Remember to be true to yourself and never overstep any boundaries that will make you feel uncomfortable. For example, if you are not seeking to integrate into the larger commercial market, don’t feel pressured to include shots of you in skimpy swimwear or lingerie. That is a more specialized field in the commercial market and is not for everyone who wants to work in the modeling field. Simply stay focused on the field that you seeking to enter and include photos that cater to that modeling mindset.

4. Work with a Professional

When creating your portfolio, it is important that your photos have been taken by a professional photographer. If you cannot hire an expensive professional, seek out a friend who is studying photography in college rather than asking your best friend to snap some shots with a smartphone. Additionally, your photos will make a big impact if you opt to get a professional makeover for the day of the photo shoot. Again, if you cannot afford the high end treatment, at least work with a friend or student at a cosmetology school rather than struggling to do your hair and makeup yourself. For the head shot, it is vital that you don’t go overboard with regard to the jewelry and accessories. You want this photo to focus on your natural features and don’t want anything extraneous to take away from that.

Online Resource

Joe Edelman of The Business of Modeling authored an excellent piece on creating a modeling portfolio. Some of the tips he shared include the following.

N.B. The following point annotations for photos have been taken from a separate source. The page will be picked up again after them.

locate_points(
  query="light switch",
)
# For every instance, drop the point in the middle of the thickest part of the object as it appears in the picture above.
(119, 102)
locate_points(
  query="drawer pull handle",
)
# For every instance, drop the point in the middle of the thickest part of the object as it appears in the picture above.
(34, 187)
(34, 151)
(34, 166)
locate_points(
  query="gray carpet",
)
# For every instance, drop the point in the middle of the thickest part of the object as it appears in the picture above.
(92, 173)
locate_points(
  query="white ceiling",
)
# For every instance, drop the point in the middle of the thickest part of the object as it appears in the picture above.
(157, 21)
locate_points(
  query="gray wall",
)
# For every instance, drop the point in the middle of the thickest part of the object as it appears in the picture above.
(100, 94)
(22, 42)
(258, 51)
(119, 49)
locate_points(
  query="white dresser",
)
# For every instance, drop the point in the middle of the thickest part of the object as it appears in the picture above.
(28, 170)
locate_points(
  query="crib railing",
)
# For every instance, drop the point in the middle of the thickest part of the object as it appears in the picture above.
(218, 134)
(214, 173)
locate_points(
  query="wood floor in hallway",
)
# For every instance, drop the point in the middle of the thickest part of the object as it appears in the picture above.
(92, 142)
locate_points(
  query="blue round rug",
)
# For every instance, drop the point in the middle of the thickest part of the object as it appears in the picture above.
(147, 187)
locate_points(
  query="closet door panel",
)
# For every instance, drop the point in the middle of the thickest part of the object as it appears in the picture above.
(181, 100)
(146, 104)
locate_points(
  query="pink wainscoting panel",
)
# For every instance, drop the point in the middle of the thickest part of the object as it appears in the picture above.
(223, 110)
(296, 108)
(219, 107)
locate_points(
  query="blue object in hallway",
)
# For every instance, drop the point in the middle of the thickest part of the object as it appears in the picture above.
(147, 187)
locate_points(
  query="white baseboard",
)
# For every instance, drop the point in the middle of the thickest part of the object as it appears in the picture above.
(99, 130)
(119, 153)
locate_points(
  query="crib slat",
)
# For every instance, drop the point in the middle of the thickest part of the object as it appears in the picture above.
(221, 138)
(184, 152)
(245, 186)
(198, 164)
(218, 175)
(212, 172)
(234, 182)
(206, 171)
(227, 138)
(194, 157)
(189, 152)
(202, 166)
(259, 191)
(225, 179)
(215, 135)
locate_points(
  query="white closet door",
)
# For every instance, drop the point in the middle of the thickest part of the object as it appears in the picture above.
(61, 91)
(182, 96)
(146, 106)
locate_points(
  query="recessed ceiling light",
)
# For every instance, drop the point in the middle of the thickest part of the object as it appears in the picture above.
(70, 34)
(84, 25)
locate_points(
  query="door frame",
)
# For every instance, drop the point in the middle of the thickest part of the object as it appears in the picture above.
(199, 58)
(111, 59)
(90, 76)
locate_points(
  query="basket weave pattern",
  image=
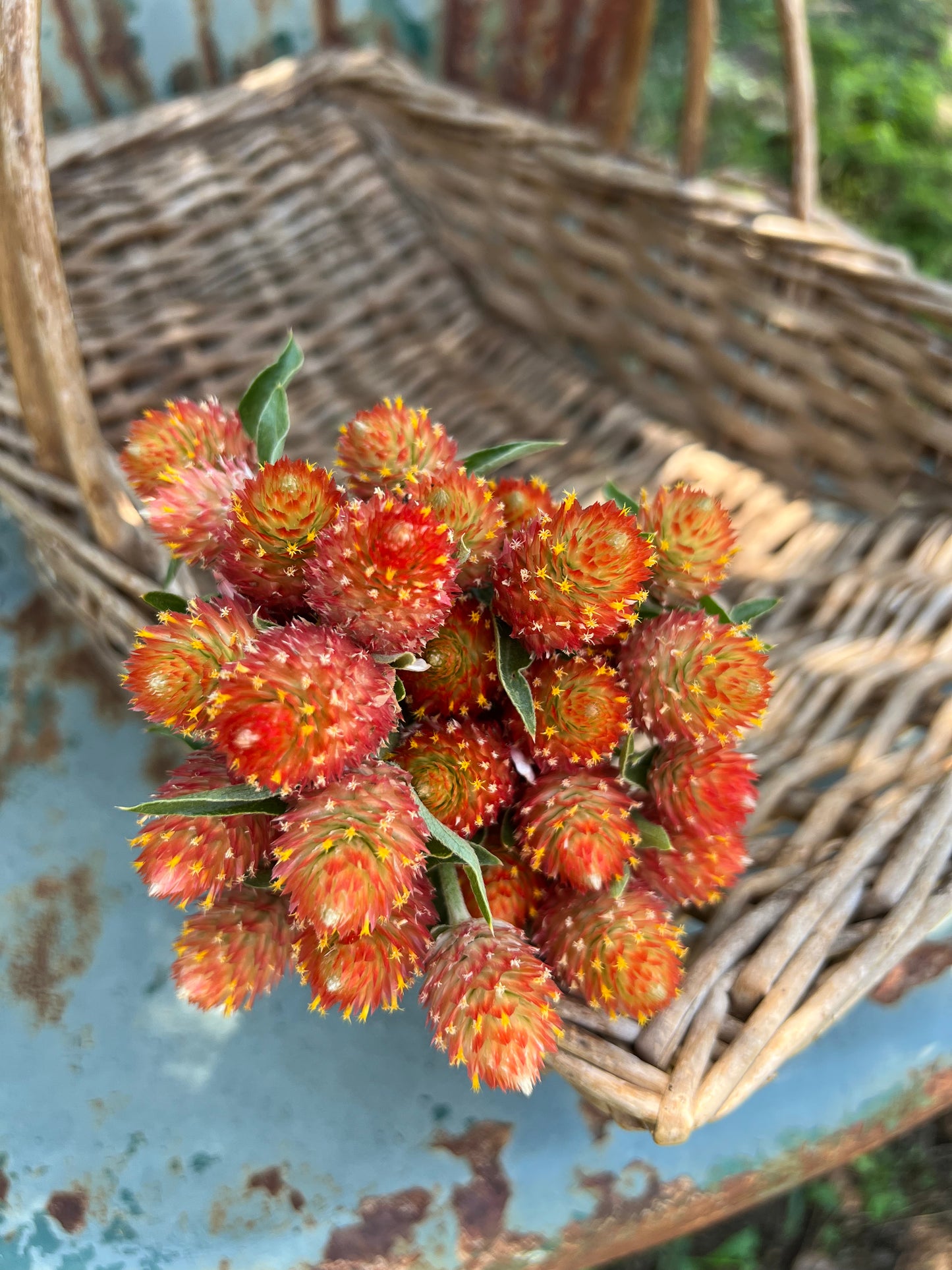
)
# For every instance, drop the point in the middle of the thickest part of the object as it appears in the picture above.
(520, 283)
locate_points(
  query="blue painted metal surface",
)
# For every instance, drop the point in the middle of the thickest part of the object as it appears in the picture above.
(138, 1132)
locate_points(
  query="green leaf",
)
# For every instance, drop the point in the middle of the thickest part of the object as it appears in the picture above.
(483, 463)
(165, 601)
(653, 836)
(227, 800)
(620, 498)
(749, 610)
(512, 661)
(710, 605)
(264, 407)
(464, 851)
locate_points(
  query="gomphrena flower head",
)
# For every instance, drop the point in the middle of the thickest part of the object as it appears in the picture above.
(574, 578)
(192, 504)
(462, 675)
(697, 869)
(272, 533)
(490, 1004)
(186, 857)
(582, 713)
(696, 678)
(522, 501)
(381, 447)
(362, 973)
(623, 956)
(578, 828)
(472, 512)
(235, 950)
(513, 889)
(461, 770)
(385, 574)
(301, 707)
(179, 436)
(693, 540)
(701, 792)
(174, 664)
(349, 855)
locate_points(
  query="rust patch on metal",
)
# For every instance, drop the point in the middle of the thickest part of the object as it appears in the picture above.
(55, 927)
(75, 51)
(117, 51)
(924, 963)
(385, 1221)
(69, 1208)
(267, 1179)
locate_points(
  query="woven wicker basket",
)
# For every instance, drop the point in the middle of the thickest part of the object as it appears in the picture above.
(522, 282)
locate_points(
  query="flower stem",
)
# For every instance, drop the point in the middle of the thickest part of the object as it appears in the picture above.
(457, 911)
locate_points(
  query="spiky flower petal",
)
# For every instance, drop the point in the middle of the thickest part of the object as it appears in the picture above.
(348, 856)
(490, 1004)
(235, 950)
(523, 501)
(693, 540)
(474, 515)
(702, 792)
(573, 578)
(623, 954)
(362, 973)
(301, 707)
(174, 664)
(513, 889)
(383, 446)
(385, 574)
(697, 869)
(272, 531)
(461, 771)
(578, 828)
(462, 666)
(693, 678)
(179, 436)
(184, 857)
(192, 505)
(582, 713)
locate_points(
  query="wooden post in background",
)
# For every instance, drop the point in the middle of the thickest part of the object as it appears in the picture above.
(34, 304)
(702, 34)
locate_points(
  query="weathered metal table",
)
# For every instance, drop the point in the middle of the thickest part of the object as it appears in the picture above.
(138, 1132)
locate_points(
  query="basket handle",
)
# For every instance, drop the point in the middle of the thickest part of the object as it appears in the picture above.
(34, 304)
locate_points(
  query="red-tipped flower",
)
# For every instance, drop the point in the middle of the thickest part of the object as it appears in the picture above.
(702, 792)
(462, 666)
(173, 667)
(383, 446)
(304, 705)
(192, 505)
(693, 540)
(578, 828)
(693, 678)
(461, 771)
(348, 856)
(623, 954)
(385, 574)
(471, 511)
(184, 857)
(573, 578)
(582, 713)
(177, 437)
(272, 533)
(490, 1004)
(233, 952)
(697, 869)
(370, 971)
(522, 501)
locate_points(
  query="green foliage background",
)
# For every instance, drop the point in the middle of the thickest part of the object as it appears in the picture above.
(883, 79)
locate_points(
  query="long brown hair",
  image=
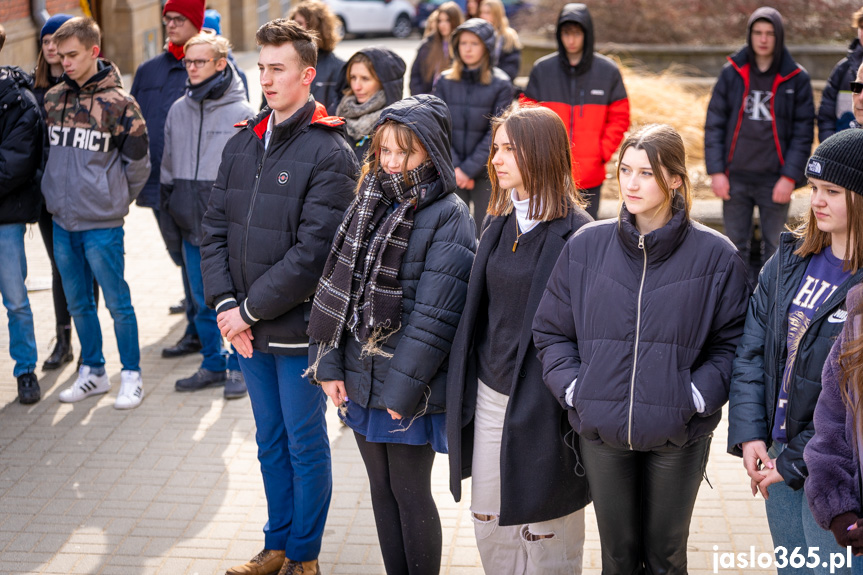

  • “Good” and “Bad” photos should never be included in the portfolio.
  • Only include “Wow” and “Great” photos in the portfolio.
  • The size of the photos depends upon the market (city).
  • All the photos do not have to be in color; include some in black and white.
  • You do not need to have multiple photographers taking your photos.

When creating your modeling portfolio, remember to always be professional in your presentation. Many times, the portfolio will be the only opportunity to make an effective first impression on a new client or modeling agency. Do your research with regard to what types of photos are required for your specific field and never overstep your boundaries or violate your personal code of ethics.